Comparing Players Using Cluster Analysis
As there were a couple of presentations at the recent Opta Pro Forum talking about identifying player similarities I thought I’d give a quick example of how to do something similar using k-means cluster analysis.
All the data used in the analysis was taken from public websites, such as whoscored, squawka, transfermarkt etc and painstakingly matched together to try and get as much information on each player as possible.
The first stage of analysis was to normalize the data so it was all in the same range to avoid biasing the clustering. If you think about how many goals a typical player scores per match compared with how many passes they play then the scale is quite different. Since k-means clustering uses Euclidean distance the clusters formed are influenced strongly by the magnitudes of the variables, especially by outliers. By normalizing all data into the same range this bias can be avoided.
Principal Component Analysis
While normalizing the data, I also performed principal component analysis (PCA) on it too. This step isn’t essential but it is a handy way of reducing the dimensions in the data down to a more manageable size by squashing all the data together into new variables known as principal components.
These principal components are created in such as way so that the first one accounts for as much as the variance in the data as possible, the second one then accounts for as much of the remaining variance and so on.
As you can see in Figure 1 below, the first component represents pretty much 70% of all the variance in the data with each additional component accounting for less and less. This means we can represent pretty much all the information in the data without losing much using just five components, and around about 80% using just two components.
Clustering The Players
The next step was to then run the k-means clustering algorithm on the data. As shown in Figure 2 the players split relatively neatly into five distinct coloured clusters when plotted by the first two principal components (click the image to zoom in).
As a quick test we can look at the grey cluster located at the bottom of the image in more detail to see which players are contained within it (Figure 3). If you click the image to zoom in on it you can see it’s done a pretty good job of pulling out the goalkeepers from the rest of the players. This is to be expected since goalkeeper’s stats should be pretty distinct from outfield players but it’s reassuring to check the technique passes this first simple test before we move on.

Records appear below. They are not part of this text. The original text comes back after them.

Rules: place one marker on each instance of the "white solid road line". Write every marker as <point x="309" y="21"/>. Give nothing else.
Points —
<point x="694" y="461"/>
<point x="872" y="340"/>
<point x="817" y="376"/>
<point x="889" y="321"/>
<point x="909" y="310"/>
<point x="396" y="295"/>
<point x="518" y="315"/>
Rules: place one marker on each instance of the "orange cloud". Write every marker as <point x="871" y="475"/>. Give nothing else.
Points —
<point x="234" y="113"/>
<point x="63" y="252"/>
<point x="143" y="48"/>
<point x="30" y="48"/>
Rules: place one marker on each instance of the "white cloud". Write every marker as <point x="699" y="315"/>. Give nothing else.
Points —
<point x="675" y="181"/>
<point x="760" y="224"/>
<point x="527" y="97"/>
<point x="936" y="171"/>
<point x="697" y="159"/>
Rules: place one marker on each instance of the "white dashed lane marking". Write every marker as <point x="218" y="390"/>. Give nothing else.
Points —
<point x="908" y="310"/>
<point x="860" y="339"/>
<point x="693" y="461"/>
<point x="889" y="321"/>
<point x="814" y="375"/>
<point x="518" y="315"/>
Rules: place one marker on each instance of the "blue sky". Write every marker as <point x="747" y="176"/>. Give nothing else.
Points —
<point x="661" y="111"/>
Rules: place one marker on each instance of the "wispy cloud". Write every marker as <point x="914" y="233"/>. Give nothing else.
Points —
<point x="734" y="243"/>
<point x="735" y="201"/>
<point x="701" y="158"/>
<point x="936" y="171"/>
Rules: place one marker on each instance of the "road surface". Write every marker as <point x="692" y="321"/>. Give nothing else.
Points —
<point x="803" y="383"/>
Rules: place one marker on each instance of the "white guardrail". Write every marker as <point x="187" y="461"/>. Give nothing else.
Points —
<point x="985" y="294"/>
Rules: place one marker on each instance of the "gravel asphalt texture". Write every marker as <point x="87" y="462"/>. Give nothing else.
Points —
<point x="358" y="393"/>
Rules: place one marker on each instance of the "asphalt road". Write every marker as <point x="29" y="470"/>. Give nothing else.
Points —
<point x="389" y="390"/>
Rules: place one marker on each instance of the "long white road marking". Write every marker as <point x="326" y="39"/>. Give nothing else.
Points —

Now that we have separated out the goalkeepers we can take a look at how well the technique copes with outfield players, starting with Manchester City’s central defender Vincent Kompany located at the centre of Figure 4. The results are pretty good, with Kompany surrounded by players predominantly considered to be defenders. As you move up the image the players start to get a bit more attacking with people like David Luiz, Phil Jones and Fabien Delph starting to appear
Next up is Adnan Januzaj, one of the few Manchester United players to be having anything resembling a decent season this year. Again the results look pretty plausible (Figure 5), with Januzaj surrounded by predominatly attacking midfielders. There are a couple of slightly surprising results in there though, such as Manchester City’s strikers Álvaro Negredo and Edin Džeko.
Finally, I added in Arsenal’s midfielder Mikel Arteta (Figure 6). This one was probably the most surprising of all the players I’ve looked at as there seems to be quite a mix of players around Arteta, including both offensive and defensive players, although perhaps this is actually representative of Arteta’s role at Arsenal?

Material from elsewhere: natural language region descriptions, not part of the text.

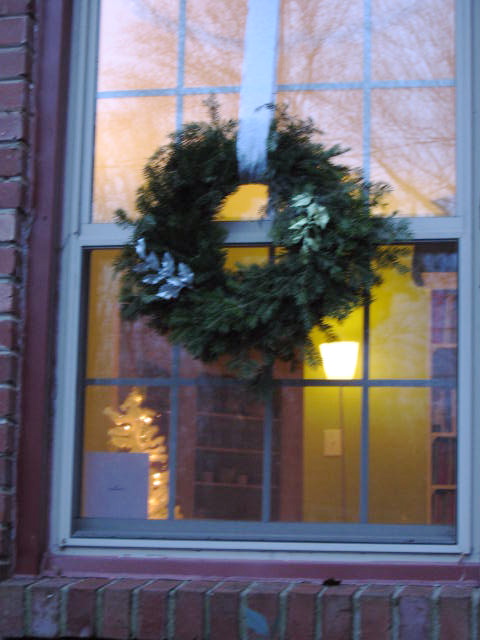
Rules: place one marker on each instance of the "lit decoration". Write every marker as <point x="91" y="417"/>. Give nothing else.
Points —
<point x="135" y="432"/>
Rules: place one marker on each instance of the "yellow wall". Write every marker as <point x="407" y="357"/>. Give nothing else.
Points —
<point x="399" y="417"/>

For a first go the results are pretty promising but there are plenty of ways the technique could be improved. At the moment I have used all the data I had available for each player but I suspect more specific results could be obtained by filtering the data.
For example, there may be specific attributes of a player you want to match on e.g. looking for attackers by just their creative output may be more useful than including their tackles, interceptions etc, which may be of minor importance to their role.
Finally, all the data used here are aggregated. A really interesting next step would be to include xy co-ordinates for shot locations, interceptions, passes etc to cluster players based on the locations of their actions on the pitch (donations of xy data will be gratefully accepted ).